Hash Indexes

Log-structured storage engines are a type of database engine that store data in an append-only log file. One of the key challenges in implementing a log-structured storage engine is efficiently looking up data based on a key. To solve this problem, log-structured storage engines often use hash indexes, which map keys to byte offsets in the data file.

Hash Indexes

Hash indexes are a type of data structure used to efficiently look up data based on a key. In a hash index, each key is hashed using a hash function, which produces a numeric value. This numeric value is then used as an index into an array, which contains pointers to the data associated with that key. When a query is made for a particular key, the hash function is applied to the key to produce the corresponding index into the array. The pointer at that index is then followed to retrieve the data associated with the key.

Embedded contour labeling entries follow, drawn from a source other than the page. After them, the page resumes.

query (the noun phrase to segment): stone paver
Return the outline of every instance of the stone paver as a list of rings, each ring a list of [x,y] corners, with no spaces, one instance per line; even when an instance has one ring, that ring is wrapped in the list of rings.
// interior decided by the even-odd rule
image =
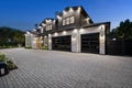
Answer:
[[[38,50],[0,50],[18,69],[0,88],[132,88],[132,57]]]

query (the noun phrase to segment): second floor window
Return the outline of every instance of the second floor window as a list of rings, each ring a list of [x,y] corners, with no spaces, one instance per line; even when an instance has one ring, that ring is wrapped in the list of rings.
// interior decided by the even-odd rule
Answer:
[[[63,25],[75,23],[75,16],[69,16],[63,20]]]
[[[41,29],[41,33],[43,33],[43,28]]]
[[[46,25],[46,31],[52,30],[52,25]]]
[[[70,23],[75,23],[75,16],[70,16]]]
[[[66,19],[66,24],[69,24],[69,18]]]

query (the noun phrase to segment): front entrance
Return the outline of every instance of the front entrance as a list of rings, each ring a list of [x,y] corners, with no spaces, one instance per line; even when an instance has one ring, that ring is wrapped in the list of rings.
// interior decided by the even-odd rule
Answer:
[[[72,36],[66,35],[66,36],[52,37],[52,50],[70,52]]]
[[[81,34],[81,52],[99,54],[99,33]]]

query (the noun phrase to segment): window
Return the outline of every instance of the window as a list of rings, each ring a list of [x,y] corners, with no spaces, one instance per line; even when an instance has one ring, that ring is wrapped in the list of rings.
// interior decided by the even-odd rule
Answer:
[[[41,33],[43,33],[43,28],[41,29]]]
[[[66,20],[63,20],[63,25],[66,25]]]
[[[69,24],[69,18],[66,19],[66,24]]]
[[[52,30],[52,25],[46,26],[46,31],[50,31],[50,30]]]
[[[63,20],[63,25],[75,23],[75,16],[69,16]]]
[[[70,23],[75,23],[75,16],[70,16]]]

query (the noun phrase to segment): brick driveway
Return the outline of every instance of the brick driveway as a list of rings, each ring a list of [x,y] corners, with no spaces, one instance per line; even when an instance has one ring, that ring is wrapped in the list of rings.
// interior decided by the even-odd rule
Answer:
[[[38,50],[0,50],[19,69],[0,88],[132,88],[132,57]]]

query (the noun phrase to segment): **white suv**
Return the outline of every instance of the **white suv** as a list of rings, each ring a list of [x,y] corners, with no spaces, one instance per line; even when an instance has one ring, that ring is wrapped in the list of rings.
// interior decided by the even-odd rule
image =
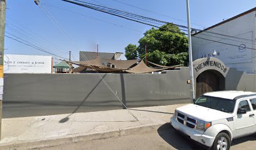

Hash indexes are very fast for lookups, because they only require a single memory access to retrieve the pointer to the data associated with a key. However, they can be inefficient for range queries, because the keys are not stored in sorted order.

Using Hash Indexes in Log-Structured Storage Engines

In a log-structured storage engine, data is stored in an append-only log file. Each write to the database appends a new record to the log file, which contains the data to be written as well as a timestamp and other metadata. To look up data based on a key, the log file is scanned from the beginning to the end, and each record is examined to see if it contains the desired key. This can be slow for large databases, because it requires reading and parsing a large amount of data.

To speed up lookups, log-structured storage engines often use hash indexes. In a log-structured storage engine, each key is mapped to a byte offset in the data file. The hash function used to compute the index is designed to evenly distribute the keys across the array of pointers, so that each bucket in the array contains roughly the same number of keys. This helps ensure that the array can fit in memory, and that lookups are fast.

When a query is made for a particular key, the hash function is applied to the key to compute the corresponding index into the array of pointers. The pointer at that index is then followed to retrieve the byte offset in the data file associated with the key. The data can then be read directly from the data file at the specified offset, without needing to scan the entire log file.

In-memory hash map

Implementation of the Hash Index

The hash index implementation is straightforward. It uses a Rust HashMap to store the mapping between keys and byte offsets in the data file. Here is the code:

use std::collections::HashMap;

type Index = HashMap<String, usize>;

struct Database {
    data: Vec<u8>,
    cache: Index,
}

impl Database {
    pub fn new() -> Database {
        Database {
            data: Vec::new(),
            cache: HashMap::new(),
        }
    }

    pub fn set(&mut self, key: &str, value: &str) {
        self.cache.insert(key.to_string(), self.data.len());

        self.data.extend_from_slice(key.as_bytes());
        self.data.push(b':');
        self.data.extend_from_slice(value.as_bytes());
        self.data.push(b'\0');
    }

    pub fn get(&mut self, key: &str) -> Option<String> {
        match self.cache.get(key) {
            Some(&offset) => {
                let start = offset + key.len() + 1;
                let end = self.data[start..]
                    .iter()
                    .position(|&c| c == b'\0')
                    .unwrap_or(self.data.len() - offset);

                Some(String::from_utf8(self.data[start..start + end].to_vec()).unwrap())
            }
            None => None,
        }
    }
}

#[cfg(test)]
mod tests {
    use super::*;

    #[test]
    fn it_works() {
        let mut db = Database::new();

        db.set("123", "value1");
        db.set("423", "value2");

        assert_eq!(db.get("123"), Some(String::from("value1")));
        assert_eq!(db.get("423"), Some(String::from("value2")));
    }
}

The Database struct holds the data file in a Vec<u8> and the hash index in aHashMap<String, usize>. The set method adds a new key-value pair to the hash index and appends the data to the end of the data file. The get method looks up the byte offset in the hash index and then reads the data from the data file.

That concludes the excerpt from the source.